With President Barack Obama's reelection only a few days in the rear view mirror, the topic of the Jewish role in American politics is still brewing — and we learned some tantalizing details about Mitt Romney's summer trip to Israel.
Democratic and Republican operatives sparred over the importance of the Jewish vote in the just-completed election at the only session devoted to discussing the results at the Jewish Federations of North America's General Assembly.
Tevi Troy, a former George W. Bush adviser who consulted the Romney campaign on Jewish issues, said the big headline coming out of the election had nothing to do with Jews.
Insteaed, it concerned the fast-growing Latino vote, which went strongly for Obama, prompting much hand-wringing about the future of the GOP.
"People are going to wonder going forward," Troy said, "how much the Jewish vote really matters."
Democratic pollster Mark Mellman countered that Jews and Latinos are increasingly two key pieces of the Democratic Party's base.

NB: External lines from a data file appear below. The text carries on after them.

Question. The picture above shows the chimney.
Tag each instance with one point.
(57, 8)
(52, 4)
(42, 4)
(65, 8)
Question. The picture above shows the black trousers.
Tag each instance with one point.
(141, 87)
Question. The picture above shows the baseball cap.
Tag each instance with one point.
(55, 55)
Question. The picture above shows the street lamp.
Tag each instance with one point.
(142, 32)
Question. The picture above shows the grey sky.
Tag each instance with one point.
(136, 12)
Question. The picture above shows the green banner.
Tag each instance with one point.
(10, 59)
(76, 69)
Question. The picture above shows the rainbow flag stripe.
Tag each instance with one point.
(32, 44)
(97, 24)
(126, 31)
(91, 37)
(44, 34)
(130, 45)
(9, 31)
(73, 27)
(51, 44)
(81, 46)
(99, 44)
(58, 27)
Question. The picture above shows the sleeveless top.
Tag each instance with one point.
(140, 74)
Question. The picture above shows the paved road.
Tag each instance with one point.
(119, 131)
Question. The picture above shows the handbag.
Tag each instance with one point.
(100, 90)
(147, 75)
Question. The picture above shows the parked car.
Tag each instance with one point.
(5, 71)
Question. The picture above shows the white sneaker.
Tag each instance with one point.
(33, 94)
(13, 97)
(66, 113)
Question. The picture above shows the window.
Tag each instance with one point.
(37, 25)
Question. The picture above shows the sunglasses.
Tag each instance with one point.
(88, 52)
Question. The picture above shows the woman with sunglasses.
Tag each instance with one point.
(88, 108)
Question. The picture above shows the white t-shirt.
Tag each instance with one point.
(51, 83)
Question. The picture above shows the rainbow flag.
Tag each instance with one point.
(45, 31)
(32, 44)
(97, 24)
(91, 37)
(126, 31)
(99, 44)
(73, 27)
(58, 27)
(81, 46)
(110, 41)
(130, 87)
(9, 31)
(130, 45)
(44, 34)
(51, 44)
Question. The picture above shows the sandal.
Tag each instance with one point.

He argued that the same Republican language on immigration that turned off Latino voters also caused Jewish voters to remain loyal to the Democratic side.
Despite a modest decline in support for Obama among Jewish voters, Jews, as well as African Americans, Latinos and gay voters remained the strongest supporters of Obama whereas exit polls showed that Romney's strongest support group were Christian evangelicals.
On a lighter note, Troy shared his experience of teaching Romney and his campaign staff about Tisha B'Av, a Jewish mourning day commemorating the destruction of the temple.
By chance, Romney's visit to Jerusalem prior to the elections came during Tisha B'Av. To make sure there were no mishaps, Troy found himself listing to the travelling campaign members the five restrictions of the holy day. Those include the need to avoid wearing leather shoes and to refrain from sexual activity (with Jews, that is).